Under PREEMPT_LAZY, lock holder preemption becomes more frequent.
When this occurs, waiters enter a sustained spin loop. On arm64,
ISB provides negligible delay, so the loop runs at near-full speed,
hammering the lock cacheline via TAS_SPIN's *(lock) load on every
iteration. This generates massive cache coherency traffic that in
turn slows the lock holder's execution after rescheduling, creating
a feedback loop that escalates on high-core-count systems.
On x86_64, PAUSE throttles this loop sufficiently to prevent the
feedback loop, which explains why this is not reproducible there.
Patching PostgreSQL's arm64 spin_delay() to use WFE instead of ISB
should significantly reduce the regression without kernel changes.
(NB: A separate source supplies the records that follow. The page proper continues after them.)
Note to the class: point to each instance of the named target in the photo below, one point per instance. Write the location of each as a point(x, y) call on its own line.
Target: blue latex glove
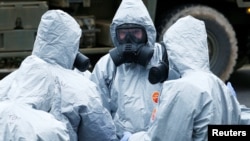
point(230, 87)
point(126, 136)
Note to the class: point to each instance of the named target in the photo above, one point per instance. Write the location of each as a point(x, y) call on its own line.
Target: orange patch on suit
point(153, 114)
point(155, 96)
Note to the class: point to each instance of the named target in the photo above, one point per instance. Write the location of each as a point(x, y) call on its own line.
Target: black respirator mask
point(82, 62)
point(159, 73)
point(132, 39)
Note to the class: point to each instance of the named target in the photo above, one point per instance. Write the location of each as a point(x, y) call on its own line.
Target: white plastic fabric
point(126, 90)
point(187, 105)
point(46, 82)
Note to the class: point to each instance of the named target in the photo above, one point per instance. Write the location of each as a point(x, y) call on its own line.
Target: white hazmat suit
point(126, 90)
point(45, 82)
point(188, 105)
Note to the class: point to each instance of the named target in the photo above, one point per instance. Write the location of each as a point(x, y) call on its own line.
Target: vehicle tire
point(222, 41)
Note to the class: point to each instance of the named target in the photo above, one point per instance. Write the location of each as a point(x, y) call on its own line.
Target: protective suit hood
point(190, 33)
point(57, 40)
point(133, 11)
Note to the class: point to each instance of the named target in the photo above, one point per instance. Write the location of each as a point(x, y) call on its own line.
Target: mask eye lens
point(136, 35)
point(122, 34)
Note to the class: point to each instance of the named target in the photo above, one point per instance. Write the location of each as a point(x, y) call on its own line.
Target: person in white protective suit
point(45, 84)
point(189, 104)
point(130, 76)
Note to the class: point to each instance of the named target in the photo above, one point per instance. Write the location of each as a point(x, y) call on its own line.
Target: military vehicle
point(227, 23)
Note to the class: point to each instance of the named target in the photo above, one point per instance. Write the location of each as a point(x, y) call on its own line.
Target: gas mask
point(132, 39)
point(81, 62)
point(159, 73)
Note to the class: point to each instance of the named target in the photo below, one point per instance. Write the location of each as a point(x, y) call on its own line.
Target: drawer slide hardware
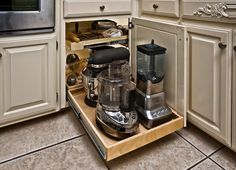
point(155, 6)
point(222, 46)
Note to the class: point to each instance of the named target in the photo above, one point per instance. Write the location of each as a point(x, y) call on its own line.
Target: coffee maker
point(115, 112)
point(150, 95)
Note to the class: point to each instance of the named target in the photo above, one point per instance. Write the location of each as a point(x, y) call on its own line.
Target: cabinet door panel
point(172, 37)
point(209, 81)
point(28, 74)
point(234, 96)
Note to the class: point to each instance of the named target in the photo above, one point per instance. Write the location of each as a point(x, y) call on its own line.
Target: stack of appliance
point(150, 95)
point(115, 112)
point(119, 102)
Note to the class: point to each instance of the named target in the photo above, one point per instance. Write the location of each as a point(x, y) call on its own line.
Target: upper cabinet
point(215, 10)
point(27, 77)
point(160, 7)
point(82, 8)
point(209, 80)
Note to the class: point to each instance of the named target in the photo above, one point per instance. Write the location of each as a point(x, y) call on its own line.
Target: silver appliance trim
point(23, 22)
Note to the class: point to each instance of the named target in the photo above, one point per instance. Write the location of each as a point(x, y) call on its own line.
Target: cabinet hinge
point(57, 45)
point(130, 24)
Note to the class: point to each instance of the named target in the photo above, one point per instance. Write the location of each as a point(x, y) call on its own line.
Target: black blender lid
point(151, 49)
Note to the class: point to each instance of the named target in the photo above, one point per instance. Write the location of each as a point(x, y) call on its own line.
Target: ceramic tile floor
point(58, 142)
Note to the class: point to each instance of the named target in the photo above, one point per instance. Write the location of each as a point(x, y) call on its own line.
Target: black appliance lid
point(151, 49)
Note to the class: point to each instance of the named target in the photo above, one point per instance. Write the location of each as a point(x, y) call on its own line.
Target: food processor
point(89, 75)
point(150, 95)
point(115, 113)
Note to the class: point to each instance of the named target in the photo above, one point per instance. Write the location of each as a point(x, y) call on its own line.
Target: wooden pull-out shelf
point(111, 148)
point(73, 46)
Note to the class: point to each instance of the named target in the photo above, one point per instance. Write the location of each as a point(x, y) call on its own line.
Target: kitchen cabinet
point(160, 7)
point(209, 80)
point(27, 77)
point(211, 10)
point(170, 36)
point(82, 8)
point(234, 95)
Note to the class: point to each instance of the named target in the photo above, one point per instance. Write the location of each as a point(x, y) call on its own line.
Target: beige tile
point(72, 155)
point(170, 152)
point(200, 139)
point(226, 158)
point(34, 134)
point(207, 164)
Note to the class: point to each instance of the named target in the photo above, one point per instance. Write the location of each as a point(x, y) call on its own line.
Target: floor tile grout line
point(213, 159)
point(197, 163)
point(191, 144)
point(43, 148)
point(207, 156)
point(217, 163)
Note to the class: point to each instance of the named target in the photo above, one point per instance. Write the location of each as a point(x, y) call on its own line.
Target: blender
point(150, 95)
point(115, 112)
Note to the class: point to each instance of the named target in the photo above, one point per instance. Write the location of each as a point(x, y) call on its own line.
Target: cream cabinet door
point(209, 80)
point(27, 76)
point(234, 96)
point(172, 37)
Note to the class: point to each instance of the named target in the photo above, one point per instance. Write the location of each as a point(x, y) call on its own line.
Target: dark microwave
point(27, 16)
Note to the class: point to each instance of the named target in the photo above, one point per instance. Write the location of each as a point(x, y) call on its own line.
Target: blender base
point(112, 132)
point(152, 118)
point(89, 102)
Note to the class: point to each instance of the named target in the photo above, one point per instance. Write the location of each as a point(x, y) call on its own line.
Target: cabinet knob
point(102, 8)
point(222, 46)
point(155, 6)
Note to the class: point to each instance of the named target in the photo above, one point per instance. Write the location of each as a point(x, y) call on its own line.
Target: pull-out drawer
point(80, 8)
point(109, 148)
point(216, 10)
point(161, 7)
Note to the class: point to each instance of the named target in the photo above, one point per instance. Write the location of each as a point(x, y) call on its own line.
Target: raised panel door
point(28, 77)
point(209, 71)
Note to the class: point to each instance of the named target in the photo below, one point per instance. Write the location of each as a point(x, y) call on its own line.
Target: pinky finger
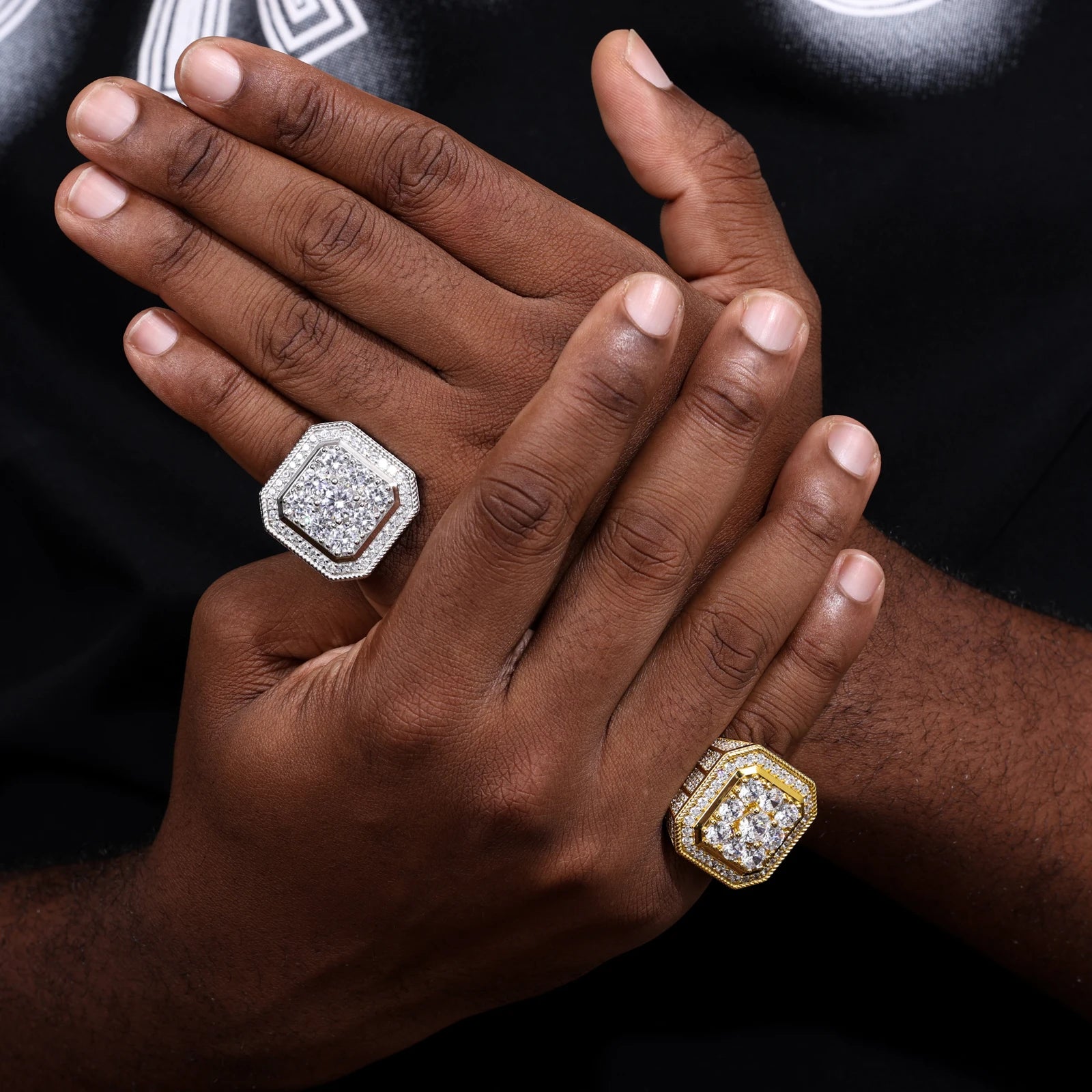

That said, this change is likely to cause similar breakage in other
user-space applications beyond PostgreSQL that rely on lightweight
spin loops on arm64. So I agree that the patch to retain PREEMPT_NONE
is the right approach. At the same time, this is also something that
distributions can resolve by patching their default kernel configuration.
Regards,
--
Mitsumasa Kondo
NTT Software Innovation Center